Par Mathieu Seguin | Rédacteur sport
L’arrivée de Cooper Flagg à Dallas devait ouvrir une nouvelle ère pleine de promesses. Le premier choix de la dernière draft rejoignait une équipe déjà ambitieuse, prête à viser haut. Mais en quelques mois, le paysage a totalement changé. Et pour Gilbert Arenas, la franchise texane vient de compromettre l’avenir de sa jeune pépite.
Lorsque les Mavericks ont sélectionné Flagg, beaucoup imaginaient un scénario idéal. Un rookie talentueux, encadré par des vétérans confirmés, capable de progresser au sein d’une équipe compétitive. Rarement un numéro un de draft n’avait eu la chance d’atterrir dans un contexte aussi favorable. Avec Anthony Davis en leader défensif et Kyrie Irving à ses côtés, Dallas semblait armé pour jouer un rôle important à l’Ouest tout en permettant à Flagg d’apprendre sans pression excessive.
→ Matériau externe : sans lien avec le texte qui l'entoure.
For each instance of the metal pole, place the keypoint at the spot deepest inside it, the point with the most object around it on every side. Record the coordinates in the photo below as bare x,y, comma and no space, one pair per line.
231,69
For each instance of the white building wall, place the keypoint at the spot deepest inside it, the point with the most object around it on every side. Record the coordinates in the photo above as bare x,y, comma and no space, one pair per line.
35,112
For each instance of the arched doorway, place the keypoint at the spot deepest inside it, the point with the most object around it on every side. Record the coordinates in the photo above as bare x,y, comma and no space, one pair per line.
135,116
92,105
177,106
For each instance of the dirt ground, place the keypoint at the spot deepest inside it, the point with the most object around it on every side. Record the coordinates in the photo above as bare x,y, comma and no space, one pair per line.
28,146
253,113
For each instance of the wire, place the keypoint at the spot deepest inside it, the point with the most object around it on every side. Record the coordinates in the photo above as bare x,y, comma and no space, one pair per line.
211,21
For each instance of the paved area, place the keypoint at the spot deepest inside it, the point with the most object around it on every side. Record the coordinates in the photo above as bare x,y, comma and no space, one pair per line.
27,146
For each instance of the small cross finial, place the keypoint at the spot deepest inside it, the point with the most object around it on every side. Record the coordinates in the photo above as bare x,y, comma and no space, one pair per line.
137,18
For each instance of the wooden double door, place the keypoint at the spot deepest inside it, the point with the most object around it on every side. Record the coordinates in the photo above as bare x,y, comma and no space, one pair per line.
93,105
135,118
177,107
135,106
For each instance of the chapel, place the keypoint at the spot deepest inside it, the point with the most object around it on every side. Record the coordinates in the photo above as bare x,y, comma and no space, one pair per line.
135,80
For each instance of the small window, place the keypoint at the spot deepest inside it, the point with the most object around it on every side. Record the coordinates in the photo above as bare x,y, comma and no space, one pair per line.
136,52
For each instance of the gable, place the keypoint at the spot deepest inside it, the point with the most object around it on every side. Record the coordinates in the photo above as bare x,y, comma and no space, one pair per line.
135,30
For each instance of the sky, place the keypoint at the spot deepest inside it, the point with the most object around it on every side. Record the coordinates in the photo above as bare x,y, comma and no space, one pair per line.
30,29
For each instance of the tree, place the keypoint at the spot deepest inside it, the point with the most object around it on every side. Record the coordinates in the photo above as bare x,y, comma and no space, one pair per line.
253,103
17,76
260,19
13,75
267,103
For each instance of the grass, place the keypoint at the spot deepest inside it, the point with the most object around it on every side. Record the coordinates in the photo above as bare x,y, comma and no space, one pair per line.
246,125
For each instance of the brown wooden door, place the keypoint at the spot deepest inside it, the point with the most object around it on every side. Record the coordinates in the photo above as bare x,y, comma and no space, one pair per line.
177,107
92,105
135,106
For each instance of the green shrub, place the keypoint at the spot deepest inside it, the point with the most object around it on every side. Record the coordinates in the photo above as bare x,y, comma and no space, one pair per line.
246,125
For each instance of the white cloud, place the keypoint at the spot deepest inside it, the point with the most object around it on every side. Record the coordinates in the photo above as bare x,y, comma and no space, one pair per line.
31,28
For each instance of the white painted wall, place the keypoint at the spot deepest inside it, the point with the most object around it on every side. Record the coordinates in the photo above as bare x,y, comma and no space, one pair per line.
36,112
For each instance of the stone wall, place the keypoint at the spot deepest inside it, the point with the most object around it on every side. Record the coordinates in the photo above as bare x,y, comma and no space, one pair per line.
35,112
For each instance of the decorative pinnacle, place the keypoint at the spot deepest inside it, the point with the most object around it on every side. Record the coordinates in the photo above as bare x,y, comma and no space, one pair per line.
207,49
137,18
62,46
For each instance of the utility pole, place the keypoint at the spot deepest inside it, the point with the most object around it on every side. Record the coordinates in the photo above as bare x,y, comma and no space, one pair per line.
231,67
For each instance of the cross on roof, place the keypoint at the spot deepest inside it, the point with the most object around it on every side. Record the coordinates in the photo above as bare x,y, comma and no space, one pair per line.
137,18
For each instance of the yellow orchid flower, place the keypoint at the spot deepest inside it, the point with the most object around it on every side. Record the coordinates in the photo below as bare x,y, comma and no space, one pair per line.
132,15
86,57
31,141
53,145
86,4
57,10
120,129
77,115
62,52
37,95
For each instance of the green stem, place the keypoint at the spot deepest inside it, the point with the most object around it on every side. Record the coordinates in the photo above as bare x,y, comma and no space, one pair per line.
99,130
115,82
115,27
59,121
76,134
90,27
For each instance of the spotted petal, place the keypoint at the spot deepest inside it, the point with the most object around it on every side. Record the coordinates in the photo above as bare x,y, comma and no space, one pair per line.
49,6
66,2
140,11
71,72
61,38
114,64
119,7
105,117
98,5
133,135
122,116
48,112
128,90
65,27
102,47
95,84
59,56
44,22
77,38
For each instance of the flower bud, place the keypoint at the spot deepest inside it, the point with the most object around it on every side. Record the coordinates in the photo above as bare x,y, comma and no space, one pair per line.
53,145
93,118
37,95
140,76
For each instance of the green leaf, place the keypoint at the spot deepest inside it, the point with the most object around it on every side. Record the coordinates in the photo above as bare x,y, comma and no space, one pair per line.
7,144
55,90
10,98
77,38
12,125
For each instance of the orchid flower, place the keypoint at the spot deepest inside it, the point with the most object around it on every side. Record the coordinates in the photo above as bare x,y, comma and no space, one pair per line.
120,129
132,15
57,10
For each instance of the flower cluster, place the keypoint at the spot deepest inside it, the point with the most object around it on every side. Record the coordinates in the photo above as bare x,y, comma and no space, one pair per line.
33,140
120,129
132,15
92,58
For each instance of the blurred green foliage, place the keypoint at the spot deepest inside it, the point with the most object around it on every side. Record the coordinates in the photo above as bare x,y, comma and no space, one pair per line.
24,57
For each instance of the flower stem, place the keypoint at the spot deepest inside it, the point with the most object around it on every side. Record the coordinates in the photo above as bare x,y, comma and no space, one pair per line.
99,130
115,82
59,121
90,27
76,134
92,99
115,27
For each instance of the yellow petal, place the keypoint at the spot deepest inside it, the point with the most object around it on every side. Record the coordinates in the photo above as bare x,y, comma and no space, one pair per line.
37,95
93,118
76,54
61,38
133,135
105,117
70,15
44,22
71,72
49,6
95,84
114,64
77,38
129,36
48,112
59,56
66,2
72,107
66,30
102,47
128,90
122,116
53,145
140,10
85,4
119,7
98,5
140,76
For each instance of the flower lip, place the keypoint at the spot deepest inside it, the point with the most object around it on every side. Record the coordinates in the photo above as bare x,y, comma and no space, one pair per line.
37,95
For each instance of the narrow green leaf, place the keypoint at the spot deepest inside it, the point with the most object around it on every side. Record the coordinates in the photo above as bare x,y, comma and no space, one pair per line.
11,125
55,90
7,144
Mais les blessures récurrentes de Davis ont rapidement compliqué les plans. Incapable de rester durablement sur le terrain, l’intérieur a fini par lasser une direction déjà impatiente. À quelques heures de la deadline, Dallas a pris une décision radicale en l’envoyant à Washington dans un échange massif. En retour, les Mavericks ont récupéré Khris Middleton, plusieurs jeunes joueurs et surtout un important lot de choix de draft. Un mouvement qui ressemble davantage à un virage vers la reconstruction qu’à une volonté de gagner immédiatement.
Un développement désormais menacé
Ce choix a provoqué la colère de Gilbert Arenas, persuadé que cette stratégie va freiner l’évolution de Cooper Flagg. Sur son podcast, l’ancien All-Star n’a pas mâché ses mots : « Pour Cooper Flagg ? Bienvenue en NBA. Tu ne feras pas partie de cette liste élite des joueurs draftés dans une équipe déjà prête à gagner un titre. Comme Magic Johnson ou Tim Duncan. Parce que tu es arrivé dans cette situation, mais cette organisation a été assez stupide pour tout démolir. » Pour Arenas, Dallas a brisé une opportunité rare de faire grandir son rookie dans un environnement compétitif.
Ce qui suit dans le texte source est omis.